Prototype
Describe your experience/working prototype: What did you create, how, etc.? What tools and technologies were involved? Include appropriate content and illustration (e.g. a concept video, a video of the device in operation, diagrams, code, etc.)
Our experience takes place in a private but shared space through the virtual reality environment and involves the creation of three separate components that will come together to work as a whole. Using Unity to create the digital, ritual space, a scene was built that situates users in a beautiful, isolated location. Users are able to pull in digital memories, such as photographs, that are perhaps meaningful, but cause them pain or stress or hold them back from moving on with their lives. With gesture control, users can pick up their digital memory, interacting with the digital memory in a pseudo-tangible way to look at and react to once more. Attaching the digital memory to a waiting sky lantern, the user can raise their hands and release the memory from their lives. Looking into the sky, the user can see all other lanterns that have been released into the sky, by any other user who has ever entered this VR environment. This helps the user feel like they are part of a collective human experience while they are vulnerable and revisiting an unhappy memory, turning a potentially isolating, lonely experience into a warmer, unifying experience.
This experience is supported with a tangible object, a lantern representing the experiences inside the digital world. When a user, anywhere in the world, releases a memory in the VR environment, the lantern’s Particle base will light up and chime. Lights will then project from the top of the lantern, mimicking the sky within the VR environment. For anybody in the vicinity of the lantern, this physical embodiment of the digital release will build empathy for the general relationship and personal struggles of humans. If they are themselves struggling with moving on, it will further serve as a subtle form of encouragement.
For the lantern itself, we had some rough sketches from our first ideation meeting, precedents from children’s night light toys, and constraints based on the technology we needed to include. The Hue lightbulb we planned to use and the Particle board with LED string dictated the dimensions necessary for our object. With the dimensions set, it was just a matter of working within those constraints to come up with a shape that would be reminiscent of a sky lantern, allowing ritual experiencers to make a direct connection between the VR experience and the tangible object. We created the pattern with Illustrator, figured out allowances based on the width of our acrylic material (1/8 inch), adjusted the pattern appropriately and cut all pieces out with a laser cutter, assembling them with a fast-acting plastic glue.
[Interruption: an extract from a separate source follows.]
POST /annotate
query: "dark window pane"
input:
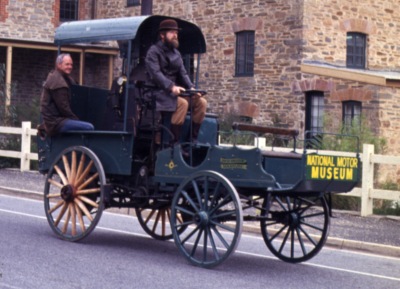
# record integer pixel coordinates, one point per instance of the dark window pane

The Particle board within the base section of the lantern controls a speaker and a string of LEDs wired in parallel. Its main function is controlled via the Particle API and is remotely called by the VR program every time a lantern is released. Once this call happens, the Particle plays a bell chime sound with the speaker and smoothly turns the LEDs on and off over the course of several seconds. To connect this action with the VR experience, we mirrored the chime sound within the virtual world.